Monday, March 14, 2011

The Niagara-on-the-Lake Historical Society Museum

In a couple weeks I will be starting my internship, which I will be completing at the Niagara Historical Society & Museum. It’s a small museum tucked behind the main strip of the historic old town. It was founded in 1895 by the Niagara Historical Society, who quickly realized the importance of saving artefacts for future generations. The collection of historical records and artefacts was started in 1896 in hopes that it would promote the study of Canadian history and literature in the years to come. The idea was to build Canadian loyalty and patriotism such as that in the United States.

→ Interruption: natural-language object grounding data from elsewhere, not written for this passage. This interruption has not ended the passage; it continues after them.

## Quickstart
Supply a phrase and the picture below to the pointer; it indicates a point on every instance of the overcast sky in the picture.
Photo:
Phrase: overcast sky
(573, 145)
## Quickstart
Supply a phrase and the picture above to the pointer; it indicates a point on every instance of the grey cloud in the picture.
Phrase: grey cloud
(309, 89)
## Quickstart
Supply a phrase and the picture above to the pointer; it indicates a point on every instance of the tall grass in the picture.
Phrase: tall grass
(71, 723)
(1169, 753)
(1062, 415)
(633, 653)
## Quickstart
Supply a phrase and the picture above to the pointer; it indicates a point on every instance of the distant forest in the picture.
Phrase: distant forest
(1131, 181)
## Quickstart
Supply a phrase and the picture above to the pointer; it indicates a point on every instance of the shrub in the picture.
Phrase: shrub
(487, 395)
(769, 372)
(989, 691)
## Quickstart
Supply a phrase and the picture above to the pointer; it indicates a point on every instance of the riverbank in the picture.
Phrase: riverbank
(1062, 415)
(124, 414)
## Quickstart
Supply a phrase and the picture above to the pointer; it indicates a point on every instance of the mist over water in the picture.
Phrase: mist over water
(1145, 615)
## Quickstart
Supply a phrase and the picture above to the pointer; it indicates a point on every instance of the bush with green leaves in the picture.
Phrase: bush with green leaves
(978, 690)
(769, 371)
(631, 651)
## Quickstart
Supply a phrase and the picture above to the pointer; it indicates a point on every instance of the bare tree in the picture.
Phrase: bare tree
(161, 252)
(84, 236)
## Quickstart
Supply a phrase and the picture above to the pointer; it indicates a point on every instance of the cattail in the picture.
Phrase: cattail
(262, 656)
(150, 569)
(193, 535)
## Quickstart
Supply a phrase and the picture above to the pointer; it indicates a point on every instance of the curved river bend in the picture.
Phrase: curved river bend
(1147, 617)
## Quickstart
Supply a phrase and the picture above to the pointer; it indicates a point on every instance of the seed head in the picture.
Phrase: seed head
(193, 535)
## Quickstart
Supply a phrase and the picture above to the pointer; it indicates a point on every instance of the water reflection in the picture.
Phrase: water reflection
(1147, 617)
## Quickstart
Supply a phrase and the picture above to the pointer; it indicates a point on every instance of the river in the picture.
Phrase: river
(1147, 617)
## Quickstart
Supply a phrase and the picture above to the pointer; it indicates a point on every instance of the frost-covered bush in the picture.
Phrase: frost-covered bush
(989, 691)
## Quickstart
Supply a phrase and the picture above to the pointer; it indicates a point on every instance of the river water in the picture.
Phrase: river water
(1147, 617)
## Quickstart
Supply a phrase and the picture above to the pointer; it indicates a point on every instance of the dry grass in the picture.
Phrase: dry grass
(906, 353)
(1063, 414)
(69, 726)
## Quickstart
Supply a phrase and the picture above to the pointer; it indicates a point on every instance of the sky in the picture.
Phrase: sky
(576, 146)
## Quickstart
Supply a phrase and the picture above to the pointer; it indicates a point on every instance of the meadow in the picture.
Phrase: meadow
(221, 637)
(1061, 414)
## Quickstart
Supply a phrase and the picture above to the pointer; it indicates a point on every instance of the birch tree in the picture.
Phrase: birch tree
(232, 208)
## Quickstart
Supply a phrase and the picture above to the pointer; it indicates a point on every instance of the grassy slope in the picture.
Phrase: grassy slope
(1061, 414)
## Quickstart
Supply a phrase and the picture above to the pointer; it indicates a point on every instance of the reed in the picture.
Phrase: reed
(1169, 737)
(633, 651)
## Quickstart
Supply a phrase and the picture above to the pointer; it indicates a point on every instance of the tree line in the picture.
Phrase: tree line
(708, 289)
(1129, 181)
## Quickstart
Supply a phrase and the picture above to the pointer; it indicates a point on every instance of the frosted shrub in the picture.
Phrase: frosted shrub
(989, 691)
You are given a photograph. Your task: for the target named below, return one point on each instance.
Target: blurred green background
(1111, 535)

In 1906, Janet Carnochan, President of the Society, took on the committed leadership of the project and gathered sufficient funds to start the construction of Memorial Hall. It was originally just next to the 1875 school house, however in the 1970s the society purchase the school house, connected the two buildings and moved exhibits into it as well. Memorial Hall was built to commemorate the United Empire Loyalists of the 1780s who founded Niagara and was the first building in Ontario designed only for the use of a museum.
Sir Isaac Brock's hat
The museum plays host to the ongoing War of 1812 exhibit. It holds artefacts, records, books and other materials dating back to the early 1800s. The most prized possession of the museum in Sir Isaac Brock’s hat from the War of 1812. This exhibit is the museum’s main focus right now, as the town is preparing to celebrate the War of 1812 Bicentennial.

Another permanent exhibit is called “Our Story”. This holds the history of Canada’s native peoples and Niagara’s history from the start. Artefacts and records in this exhibit date back to 10,000 years ago.
The upper level of Memorial Hall is called the “Janet Carnochan Gallery”. This showcase is changed on a regular basis. It holds a variety of artefacts such as early Canadianna furniture to Native paintings. Other exhibits come and go twice a year in the back section of Memorial Hall.

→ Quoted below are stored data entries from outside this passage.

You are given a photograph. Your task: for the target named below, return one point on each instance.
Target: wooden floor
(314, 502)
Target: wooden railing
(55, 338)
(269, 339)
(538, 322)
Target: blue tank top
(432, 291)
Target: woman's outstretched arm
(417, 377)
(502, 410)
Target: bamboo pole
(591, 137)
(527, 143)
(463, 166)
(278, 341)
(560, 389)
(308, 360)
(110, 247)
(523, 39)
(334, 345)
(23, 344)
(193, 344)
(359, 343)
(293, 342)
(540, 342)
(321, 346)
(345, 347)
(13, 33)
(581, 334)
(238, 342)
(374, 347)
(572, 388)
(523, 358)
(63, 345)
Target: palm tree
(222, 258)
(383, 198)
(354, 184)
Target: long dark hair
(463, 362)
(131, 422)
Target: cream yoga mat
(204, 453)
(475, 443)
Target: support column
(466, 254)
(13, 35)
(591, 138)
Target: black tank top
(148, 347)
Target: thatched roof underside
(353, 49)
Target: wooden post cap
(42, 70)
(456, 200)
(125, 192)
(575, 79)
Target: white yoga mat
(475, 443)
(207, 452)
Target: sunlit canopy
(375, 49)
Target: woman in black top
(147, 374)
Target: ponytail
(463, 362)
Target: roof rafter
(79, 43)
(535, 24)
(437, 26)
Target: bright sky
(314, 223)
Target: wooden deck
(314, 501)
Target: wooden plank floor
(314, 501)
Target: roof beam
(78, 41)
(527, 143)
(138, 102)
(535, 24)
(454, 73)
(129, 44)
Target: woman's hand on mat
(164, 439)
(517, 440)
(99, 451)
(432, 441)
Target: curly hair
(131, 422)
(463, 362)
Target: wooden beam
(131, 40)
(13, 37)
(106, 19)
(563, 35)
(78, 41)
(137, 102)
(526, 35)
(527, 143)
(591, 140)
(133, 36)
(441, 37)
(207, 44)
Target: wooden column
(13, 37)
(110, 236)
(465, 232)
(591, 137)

There are also two virtual exhibits on the museum website; “Sweet Memories: A photo essay of Niagara-on-the-Lake's marine heritage” and “1812 History”. They can be seen here.

The museum in 1927
In the spring of 2011 there will be a new exhibit called “50 Years of Shaw” to commemorate the Shaw Festival Theatre. This will be a great showcase for theatre lovers.

I strongly recommend you check out some of the exhibits, and if you’re not interested in the artefacts then just got to see the buildings. Or come visit me in April!

Museum Hours
May - October 10 - 5 daily
November - April 1 - 5 daily

The museum is closed on the following holidays: New Year’s Day, Good Friday, Easter Monday, Christmas Eve, Christmas Day and Boxing Day.

Admission costs
Adults $5
Seniors $3
Students $2
Children $1

43 Castlereagh Street
Niagara-on-the-Lake Ontario, Canada


  1. This sounds really interesting. They will probably keep you very busy working on promotion of the bicentennial! I hope you keep blogging to let us know how it all goes at the end of April.

  2. I did not even know this museum existed, but after reading your post I think it would be a really interesting place to visit!

  3. I didn't know that this museum existed either, but I think that it's really sweet. I like that it has Brock's hat, that's really special and the admission price is exceptionally reasonable too. Very nice! I would really like to attend this place!

  4. I had the opportunity to visit this museum last summer. I work at one of the Ontario Travel Information Centres, and we get to visit to many local museums and tourist destinations. My co-workers and I found this museum very interesting. Now that I know more about it, it is something that I can suggest to tourists who are looking for an interesting place to go.